Is it not possible to ponder upon the size of the larger planets in our solar system, especially Jupiter? Think of the Great Spot on Jupiter. It’s an anti-cyclone larger than two Earths. (Over 1,400 Earths could fit inside Jupiter). It has been raging for more than 400 years, when Galileo first glanced heavenward with his looking glass in 1610. Hence the term “Galilean moon.”
Now compare the Great Spot with the hurricanes that brutalized Florida in the fall of 2004, as devastating as they were. The Great Spot – now that’s a storm!
Such musings are not unlike the quest of Speke, Burton, Grant, Baker, Livingstone and Stanley. They were all 19th century explorers who sought to vindicate Ptolemy’s (then) 1,700-year old map, which supposedly led to the source of the Nile.
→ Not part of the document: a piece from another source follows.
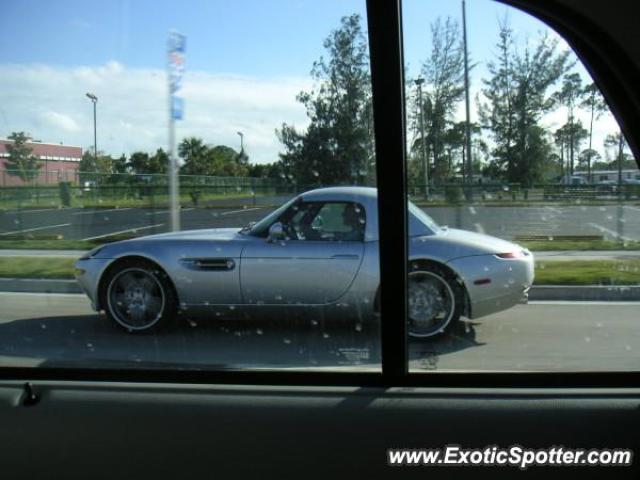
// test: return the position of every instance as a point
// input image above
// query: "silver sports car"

Was that source Lake Victoria, Lake Tanganyika, the so-called “Mountains of the Moon,” (meaning the snow-capped equatorial mountains Kilimanjaro and Kenya) or some other “fountain” in “Africa Incognita”?
So, too, are the stars calling us to search for deeper meaning in both science and in our own lives. Again, it’s the macro and the micro at work.
Florence Nightingale referred to Stanley’s book, “How I found Livingstone,” as “The worst possible book on the best possible subject.” Such books were the precursors of today’s TV reality series, only more so, filled as they were with religious zeal, uncovering “lost” regions, and allowing the reader to live and sweat and triumph along with said explorer.
In the final analysis, stargazers don’t have to camp under the awesome evening skies of the Namib to wonder if they are but mere cobwebs for that which the Supreme Creator has hidden beyond the curtain of night.
After all, the imagination and the soul are mightier and deeper than even the source of the White Nile. Indeed, they are greatest of all deep-space telescopes. Thus each reader stands ready to write the best possible book on the best possible story. And that story is this: that his or her own personal inner space is just as vast and important as outer space.